Problem Details (RFC 9457): Getting Hands-On with API Error Handling
Welcome back! Let’s dive right into the world of API error handling with the Problem Details standard. In Part I, we unpacked several challenges arising from inconsistent error reporting—challenges that amplify as the digital ecosystem expands through the production of more APIs. From the criticality of delivering actionable error messages to the pitfalls of custom error methods and security vulnerabilities, we saw how RFC 9457’s Problem Details provides a robust framework to standardize API error responses.
We highlighted the evolution from RFC 7807 to RFC 9457, including significant advancements in the articulation of API errors, turning error handling from a developer’s nightmare into a streamlined, informative, and actionable process. This standard not only makes error handling more intuitive for developers, but also enhances security and consistency across digital platforms.

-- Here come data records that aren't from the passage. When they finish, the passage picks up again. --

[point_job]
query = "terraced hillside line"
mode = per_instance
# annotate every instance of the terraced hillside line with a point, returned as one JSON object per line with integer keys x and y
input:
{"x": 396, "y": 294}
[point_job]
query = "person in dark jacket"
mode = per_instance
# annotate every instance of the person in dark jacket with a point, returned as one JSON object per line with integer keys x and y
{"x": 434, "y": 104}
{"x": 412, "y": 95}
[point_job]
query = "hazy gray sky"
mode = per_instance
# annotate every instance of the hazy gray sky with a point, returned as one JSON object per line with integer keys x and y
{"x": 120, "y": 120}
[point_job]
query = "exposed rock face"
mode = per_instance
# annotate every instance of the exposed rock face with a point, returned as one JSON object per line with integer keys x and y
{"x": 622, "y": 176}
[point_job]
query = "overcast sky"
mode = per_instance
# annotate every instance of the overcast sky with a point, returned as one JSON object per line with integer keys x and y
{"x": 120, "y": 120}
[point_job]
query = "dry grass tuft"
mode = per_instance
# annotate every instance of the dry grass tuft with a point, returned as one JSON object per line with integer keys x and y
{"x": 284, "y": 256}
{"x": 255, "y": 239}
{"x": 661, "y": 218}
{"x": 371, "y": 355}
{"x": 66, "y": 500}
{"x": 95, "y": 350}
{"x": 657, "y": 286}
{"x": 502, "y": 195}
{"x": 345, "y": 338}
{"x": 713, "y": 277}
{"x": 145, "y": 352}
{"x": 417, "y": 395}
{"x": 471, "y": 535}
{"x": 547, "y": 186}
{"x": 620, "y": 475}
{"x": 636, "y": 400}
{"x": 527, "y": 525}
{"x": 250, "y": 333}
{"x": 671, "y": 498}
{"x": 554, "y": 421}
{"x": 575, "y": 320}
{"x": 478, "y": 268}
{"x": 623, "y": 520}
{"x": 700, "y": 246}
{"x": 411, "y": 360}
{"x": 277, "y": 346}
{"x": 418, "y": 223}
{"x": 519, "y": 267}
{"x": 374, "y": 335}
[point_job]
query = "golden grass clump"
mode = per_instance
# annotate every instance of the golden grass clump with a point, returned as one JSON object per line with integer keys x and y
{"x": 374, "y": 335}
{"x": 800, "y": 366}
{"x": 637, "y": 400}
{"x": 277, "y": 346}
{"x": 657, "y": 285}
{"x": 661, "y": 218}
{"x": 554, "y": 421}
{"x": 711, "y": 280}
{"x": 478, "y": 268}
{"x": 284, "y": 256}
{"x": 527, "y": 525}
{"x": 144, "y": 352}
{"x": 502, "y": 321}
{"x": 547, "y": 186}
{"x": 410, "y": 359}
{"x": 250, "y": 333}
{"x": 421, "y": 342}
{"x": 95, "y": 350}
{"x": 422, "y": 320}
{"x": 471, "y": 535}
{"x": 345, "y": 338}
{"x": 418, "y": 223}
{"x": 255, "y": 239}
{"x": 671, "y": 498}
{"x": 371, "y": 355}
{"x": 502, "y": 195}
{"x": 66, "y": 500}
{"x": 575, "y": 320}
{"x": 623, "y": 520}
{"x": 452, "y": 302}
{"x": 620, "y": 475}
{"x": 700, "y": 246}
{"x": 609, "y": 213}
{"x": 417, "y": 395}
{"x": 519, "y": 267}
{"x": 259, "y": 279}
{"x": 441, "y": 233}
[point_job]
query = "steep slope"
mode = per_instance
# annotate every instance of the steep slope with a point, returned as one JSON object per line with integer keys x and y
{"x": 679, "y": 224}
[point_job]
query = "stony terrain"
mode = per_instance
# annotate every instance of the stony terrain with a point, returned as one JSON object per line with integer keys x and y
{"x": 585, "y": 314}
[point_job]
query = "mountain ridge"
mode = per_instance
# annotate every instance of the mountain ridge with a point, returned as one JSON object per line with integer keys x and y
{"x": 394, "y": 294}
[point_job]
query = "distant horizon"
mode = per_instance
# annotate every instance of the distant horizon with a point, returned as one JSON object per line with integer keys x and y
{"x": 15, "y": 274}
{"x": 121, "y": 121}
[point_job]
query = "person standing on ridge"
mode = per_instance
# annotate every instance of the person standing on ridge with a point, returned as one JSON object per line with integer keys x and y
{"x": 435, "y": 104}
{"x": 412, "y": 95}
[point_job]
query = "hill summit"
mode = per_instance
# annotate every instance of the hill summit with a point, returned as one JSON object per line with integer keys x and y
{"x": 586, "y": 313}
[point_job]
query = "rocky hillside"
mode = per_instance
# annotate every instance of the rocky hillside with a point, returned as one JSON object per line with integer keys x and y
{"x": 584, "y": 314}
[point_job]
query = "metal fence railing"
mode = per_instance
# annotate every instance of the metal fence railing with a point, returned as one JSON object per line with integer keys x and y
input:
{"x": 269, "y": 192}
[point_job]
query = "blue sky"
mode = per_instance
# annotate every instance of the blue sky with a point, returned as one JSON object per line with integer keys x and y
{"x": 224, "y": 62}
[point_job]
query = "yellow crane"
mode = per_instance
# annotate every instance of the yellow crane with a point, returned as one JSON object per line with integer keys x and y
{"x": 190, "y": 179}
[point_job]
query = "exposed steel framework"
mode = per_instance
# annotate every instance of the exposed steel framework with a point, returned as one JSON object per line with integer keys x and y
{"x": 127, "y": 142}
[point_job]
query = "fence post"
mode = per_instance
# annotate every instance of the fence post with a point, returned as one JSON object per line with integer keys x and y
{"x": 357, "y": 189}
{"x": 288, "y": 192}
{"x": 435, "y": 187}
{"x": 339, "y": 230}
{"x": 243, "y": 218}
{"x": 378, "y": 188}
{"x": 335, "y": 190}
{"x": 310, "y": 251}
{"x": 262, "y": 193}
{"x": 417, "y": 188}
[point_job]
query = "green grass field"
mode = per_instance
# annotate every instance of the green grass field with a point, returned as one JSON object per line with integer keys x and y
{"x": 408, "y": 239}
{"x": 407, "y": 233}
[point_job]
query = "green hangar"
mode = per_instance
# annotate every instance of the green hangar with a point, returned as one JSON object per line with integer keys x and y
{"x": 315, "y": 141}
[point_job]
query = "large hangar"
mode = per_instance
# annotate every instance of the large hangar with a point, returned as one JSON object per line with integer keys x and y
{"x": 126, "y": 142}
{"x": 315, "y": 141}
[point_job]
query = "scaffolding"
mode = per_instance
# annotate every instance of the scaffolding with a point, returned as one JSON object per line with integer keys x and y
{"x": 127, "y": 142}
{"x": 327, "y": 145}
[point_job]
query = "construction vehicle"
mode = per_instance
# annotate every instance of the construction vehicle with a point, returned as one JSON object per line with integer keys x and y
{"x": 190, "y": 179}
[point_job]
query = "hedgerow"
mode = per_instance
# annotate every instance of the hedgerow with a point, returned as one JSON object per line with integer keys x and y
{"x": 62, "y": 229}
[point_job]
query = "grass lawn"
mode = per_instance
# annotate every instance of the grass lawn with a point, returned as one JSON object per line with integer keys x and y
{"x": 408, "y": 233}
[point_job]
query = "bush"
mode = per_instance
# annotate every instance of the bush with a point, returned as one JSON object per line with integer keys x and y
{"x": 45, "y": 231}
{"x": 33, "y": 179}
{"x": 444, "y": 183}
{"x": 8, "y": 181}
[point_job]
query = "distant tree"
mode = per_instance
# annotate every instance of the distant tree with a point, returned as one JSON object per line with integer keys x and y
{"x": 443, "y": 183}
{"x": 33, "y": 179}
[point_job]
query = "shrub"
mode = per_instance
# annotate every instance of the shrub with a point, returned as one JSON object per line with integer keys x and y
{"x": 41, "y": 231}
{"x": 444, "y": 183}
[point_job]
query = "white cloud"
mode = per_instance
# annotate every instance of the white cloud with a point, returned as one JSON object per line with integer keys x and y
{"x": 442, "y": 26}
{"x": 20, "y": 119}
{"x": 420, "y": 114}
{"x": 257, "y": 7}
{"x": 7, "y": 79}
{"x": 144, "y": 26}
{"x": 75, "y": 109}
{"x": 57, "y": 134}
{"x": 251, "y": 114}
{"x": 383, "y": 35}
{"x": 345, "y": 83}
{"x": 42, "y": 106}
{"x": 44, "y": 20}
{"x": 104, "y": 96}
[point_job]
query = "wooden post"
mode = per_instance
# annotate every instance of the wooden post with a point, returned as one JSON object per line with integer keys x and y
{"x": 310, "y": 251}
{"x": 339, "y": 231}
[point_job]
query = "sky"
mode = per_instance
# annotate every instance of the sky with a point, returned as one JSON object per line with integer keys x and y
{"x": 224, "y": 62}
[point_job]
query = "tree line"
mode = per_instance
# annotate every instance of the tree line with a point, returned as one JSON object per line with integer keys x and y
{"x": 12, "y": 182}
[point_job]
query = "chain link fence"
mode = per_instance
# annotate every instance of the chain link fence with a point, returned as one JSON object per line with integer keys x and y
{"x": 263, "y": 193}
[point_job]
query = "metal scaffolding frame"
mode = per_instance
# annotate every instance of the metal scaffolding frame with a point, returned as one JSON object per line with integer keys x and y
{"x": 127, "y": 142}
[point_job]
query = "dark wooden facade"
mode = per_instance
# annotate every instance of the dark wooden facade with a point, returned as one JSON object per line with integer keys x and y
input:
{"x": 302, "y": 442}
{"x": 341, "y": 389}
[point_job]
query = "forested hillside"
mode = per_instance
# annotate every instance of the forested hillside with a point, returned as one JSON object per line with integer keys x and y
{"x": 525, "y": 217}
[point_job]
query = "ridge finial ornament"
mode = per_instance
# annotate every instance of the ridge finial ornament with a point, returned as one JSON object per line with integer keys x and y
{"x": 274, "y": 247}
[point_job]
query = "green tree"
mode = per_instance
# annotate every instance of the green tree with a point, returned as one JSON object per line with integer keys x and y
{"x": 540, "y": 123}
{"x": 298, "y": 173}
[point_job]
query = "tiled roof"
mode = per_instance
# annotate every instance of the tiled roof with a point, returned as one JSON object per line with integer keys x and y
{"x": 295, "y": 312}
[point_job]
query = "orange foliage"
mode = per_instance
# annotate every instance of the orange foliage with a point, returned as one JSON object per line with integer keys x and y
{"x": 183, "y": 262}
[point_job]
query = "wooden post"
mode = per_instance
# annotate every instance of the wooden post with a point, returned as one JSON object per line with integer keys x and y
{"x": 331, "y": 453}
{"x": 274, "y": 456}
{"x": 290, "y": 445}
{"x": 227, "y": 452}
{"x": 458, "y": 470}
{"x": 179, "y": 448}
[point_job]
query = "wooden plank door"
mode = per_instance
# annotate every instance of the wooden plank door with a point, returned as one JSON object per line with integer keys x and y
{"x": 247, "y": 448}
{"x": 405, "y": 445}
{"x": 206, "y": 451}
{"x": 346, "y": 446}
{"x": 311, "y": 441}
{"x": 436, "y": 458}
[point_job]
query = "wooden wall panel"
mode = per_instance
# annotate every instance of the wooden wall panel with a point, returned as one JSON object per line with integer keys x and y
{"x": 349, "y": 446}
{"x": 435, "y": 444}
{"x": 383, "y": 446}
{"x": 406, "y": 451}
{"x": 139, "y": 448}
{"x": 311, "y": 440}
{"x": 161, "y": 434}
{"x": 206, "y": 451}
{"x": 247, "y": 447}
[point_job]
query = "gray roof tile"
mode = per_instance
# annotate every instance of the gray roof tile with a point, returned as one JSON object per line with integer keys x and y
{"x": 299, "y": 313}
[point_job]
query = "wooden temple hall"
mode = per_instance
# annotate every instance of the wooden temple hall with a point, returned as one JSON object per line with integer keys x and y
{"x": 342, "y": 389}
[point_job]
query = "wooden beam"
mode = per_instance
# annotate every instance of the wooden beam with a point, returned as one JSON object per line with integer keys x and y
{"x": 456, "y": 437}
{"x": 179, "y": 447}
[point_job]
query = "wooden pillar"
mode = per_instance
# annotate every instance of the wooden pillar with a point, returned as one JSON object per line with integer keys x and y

Now, with a solid understanding of the standard’s benefits and framework, let’s transition into practical implementations. This segment will guide you through leveraging Problem Details within your APIs, using real-world examples and resources to ensure your systems deliver ‘bad news’ in the best possible way.
Getting Started with Problem Details
With the introduction of any standard into a team or organization, getting started is often the hardest step. Start by familiarizing yourself with RFC 9457 [1].
Don’t Start from Scratch
To avoid common pitfalls and accelerate the adoption of Problem Details take advantage of the following resources and artifacts which will bootstrap your adoption and set you on a course to deliver consistent error handling with your teams.
Registries
As mentioned in Part I of the series, the new RFC 9457 introduces the concept of a registry of common problem type URIs. The formal registry hosted at IANA [2] as well as the SmartBear Problems Registry [3] act as valuable resources when determining what problem types are relevant for your APIs.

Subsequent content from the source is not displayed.